【文化】ホロライブの「オフコラボ」って何?実際に会って配信する文化の魅力と裏側を解説

VTuberの配信を見ていると、たまに普段と空気が違う配信に出くわすことがあります。いつもより声が近い、笑いが多い、ツッコミの速度がおかしい。それがオフコラボです。ホロライブにおいてオフコラボは単なる配信形式ではなく、メンバー同士の関係性が可視化される特別なイベントになっています。
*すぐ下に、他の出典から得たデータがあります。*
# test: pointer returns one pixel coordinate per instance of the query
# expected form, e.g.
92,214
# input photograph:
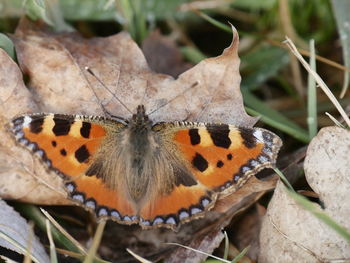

「VTuberなのにリアルで会うの?」と思う人もいるかもしれない。でも考えてみれば、中の人は普通の人間です。同僚と仲良くなれば遊びに行くし、泊まりもする。その様子をバーチャルの姿で配信するのがオフコラボ。バーチャルとリアルの境界が一番曖昧になる瞬間と言ってもいい。

この記事ではホロライブのオフコラボ文化について、その魅力から裏側の事情まで掘り下げていきます。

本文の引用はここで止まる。